30. Não existindo efectiva prova da realização prévia do exame de rastreio, verifica-se que, no caso dos presentes autos, o arguido não foi submetido a qualquer exame de rastreio, quer à presença de álcool, quer à presença de susbstâncias psicotrópicas no seu organismo. A evidência da não realização de exame de rastreio é tal que os valores para substâncias psicotrópicas apresentados no exame sanguíneo de confirmação é largamente inferior ao que é legalmente considerado como exame de rastreio “positivo” àquelas substâncias e inexiste nos autos qualquer indicação do valor detectado no suposto exame de rastreio.
31. E se, quanto à presença de estupefacientes, ainda admite o recorrente a discussão quanto à efectiva realização ou não do exame de rastreio, quanto à realização de exame de rastreio não invasivo para detecção da presença de álcool no organismo do aqui recorrente é manifesto nos autos, e não há qualquer dúvida (nem para o Tribunal a quo, apesar de não ter incluído este facto na matéria julgada provada) que tal teste não foi realizado.
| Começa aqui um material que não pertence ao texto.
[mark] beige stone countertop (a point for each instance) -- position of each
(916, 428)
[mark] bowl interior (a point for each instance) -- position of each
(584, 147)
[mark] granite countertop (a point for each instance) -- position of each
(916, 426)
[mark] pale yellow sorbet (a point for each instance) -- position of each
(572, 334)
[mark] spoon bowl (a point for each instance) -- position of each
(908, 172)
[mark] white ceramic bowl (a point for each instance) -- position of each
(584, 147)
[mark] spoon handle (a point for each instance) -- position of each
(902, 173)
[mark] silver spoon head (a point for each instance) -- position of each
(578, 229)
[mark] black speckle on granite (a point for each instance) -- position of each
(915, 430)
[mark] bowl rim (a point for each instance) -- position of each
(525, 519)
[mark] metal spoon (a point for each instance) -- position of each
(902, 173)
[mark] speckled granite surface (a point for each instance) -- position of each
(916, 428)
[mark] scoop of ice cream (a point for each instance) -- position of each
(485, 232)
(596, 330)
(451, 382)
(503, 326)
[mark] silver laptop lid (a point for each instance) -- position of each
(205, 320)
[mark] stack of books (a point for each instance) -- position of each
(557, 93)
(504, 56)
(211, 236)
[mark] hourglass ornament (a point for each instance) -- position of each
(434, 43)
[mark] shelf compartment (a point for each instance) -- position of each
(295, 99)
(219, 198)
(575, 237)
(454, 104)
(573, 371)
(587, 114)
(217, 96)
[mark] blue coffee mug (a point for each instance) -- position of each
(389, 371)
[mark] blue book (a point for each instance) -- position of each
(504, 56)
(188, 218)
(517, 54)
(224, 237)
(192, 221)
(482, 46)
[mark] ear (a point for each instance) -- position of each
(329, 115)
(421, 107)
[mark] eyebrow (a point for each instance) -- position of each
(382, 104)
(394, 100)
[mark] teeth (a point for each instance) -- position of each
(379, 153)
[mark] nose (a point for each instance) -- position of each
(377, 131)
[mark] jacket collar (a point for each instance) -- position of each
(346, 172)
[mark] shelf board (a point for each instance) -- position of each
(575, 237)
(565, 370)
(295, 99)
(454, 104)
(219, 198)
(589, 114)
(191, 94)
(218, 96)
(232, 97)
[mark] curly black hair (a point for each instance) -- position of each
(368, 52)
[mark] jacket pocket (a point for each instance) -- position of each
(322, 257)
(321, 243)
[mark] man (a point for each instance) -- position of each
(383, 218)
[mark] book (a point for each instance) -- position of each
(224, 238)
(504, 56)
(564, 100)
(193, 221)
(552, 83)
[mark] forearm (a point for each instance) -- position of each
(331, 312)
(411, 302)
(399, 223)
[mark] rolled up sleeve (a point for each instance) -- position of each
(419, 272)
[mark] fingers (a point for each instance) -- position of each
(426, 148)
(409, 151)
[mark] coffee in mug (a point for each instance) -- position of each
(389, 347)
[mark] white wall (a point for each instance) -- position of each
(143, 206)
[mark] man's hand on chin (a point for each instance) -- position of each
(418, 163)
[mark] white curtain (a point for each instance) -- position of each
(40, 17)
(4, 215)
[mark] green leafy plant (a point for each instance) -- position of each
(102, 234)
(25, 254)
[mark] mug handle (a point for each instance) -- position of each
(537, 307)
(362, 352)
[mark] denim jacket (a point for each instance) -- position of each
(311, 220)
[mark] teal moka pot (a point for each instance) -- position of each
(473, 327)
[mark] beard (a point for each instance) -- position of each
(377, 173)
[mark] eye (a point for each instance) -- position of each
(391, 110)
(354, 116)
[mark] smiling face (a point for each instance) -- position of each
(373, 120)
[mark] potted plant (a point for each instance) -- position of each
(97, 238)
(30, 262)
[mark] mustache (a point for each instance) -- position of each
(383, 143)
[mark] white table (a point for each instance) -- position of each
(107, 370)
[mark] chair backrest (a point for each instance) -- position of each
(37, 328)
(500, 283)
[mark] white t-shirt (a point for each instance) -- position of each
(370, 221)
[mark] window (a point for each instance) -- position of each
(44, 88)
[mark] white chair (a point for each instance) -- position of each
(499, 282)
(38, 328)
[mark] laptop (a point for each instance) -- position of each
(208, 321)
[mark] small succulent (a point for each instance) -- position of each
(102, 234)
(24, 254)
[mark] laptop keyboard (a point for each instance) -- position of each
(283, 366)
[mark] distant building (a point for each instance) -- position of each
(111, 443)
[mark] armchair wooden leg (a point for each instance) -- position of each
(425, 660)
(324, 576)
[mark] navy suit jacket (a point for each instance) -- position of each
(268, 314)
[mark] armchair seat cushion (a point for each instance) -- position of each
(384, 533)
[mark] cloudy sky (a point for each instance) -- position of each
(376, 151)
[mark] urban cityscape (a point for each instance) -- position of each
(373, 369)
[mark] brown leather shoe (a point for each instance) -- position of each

32. Ora, como já bem tem entendido a jurisprudência: «I – Em caso de acidente de trânsito, o legislador impõe que seja fiscalizada a presença de álcool nos respetivos intervenientes, devendo tal efetuar-se através de exame de pesquisa de álcool no ar expirado e, caso este não seja possível, através de pesquisa de álcool no sangue ou, na impossibilidade deste, mediante exame médico. II –Esta ordem de precedência impõe-se por estarem em causa uma invasão da integridade física do arguido e uma limitação do seu direito à não autoincriminação.» – vd. Ac. TR Guimarães, de 17/12/2013 (relator Paulo Fernandes Silva) e, em igual sentido, o Ac. do TR Coimbra de 13/07/2016, Processo n.º 73/14.9GAPNL.C1, relator Inácio Monteiro: «III - A entidade fiscalizadora não tem o poder discricionário para agir como lhe aprouver na pesquisa de álcool no sangue, pois o condutor que interveio em acidente de viação, deve em princípio ser submetido no mais curto espaço de tempo ao teste de pesquisa de álcool no sangue no ar expirado, através de analisador qualitativo e sendo este positivo deve ser submetido novamente ateste a realizar em analisador quantitativo. IV – A medição da TAS através de análise ao sangue, só deve ser feita quando o condutor requerer a contraprova, ou quando for impossível a realização do teste no ar expirado segundo o procedimento regulamentar do art. 4.º do Regulamento de Fiscalização, aprovado pela Lei 18/2007, de 17/5 ou quando as condições físicas do fiscalizado não o permitam.»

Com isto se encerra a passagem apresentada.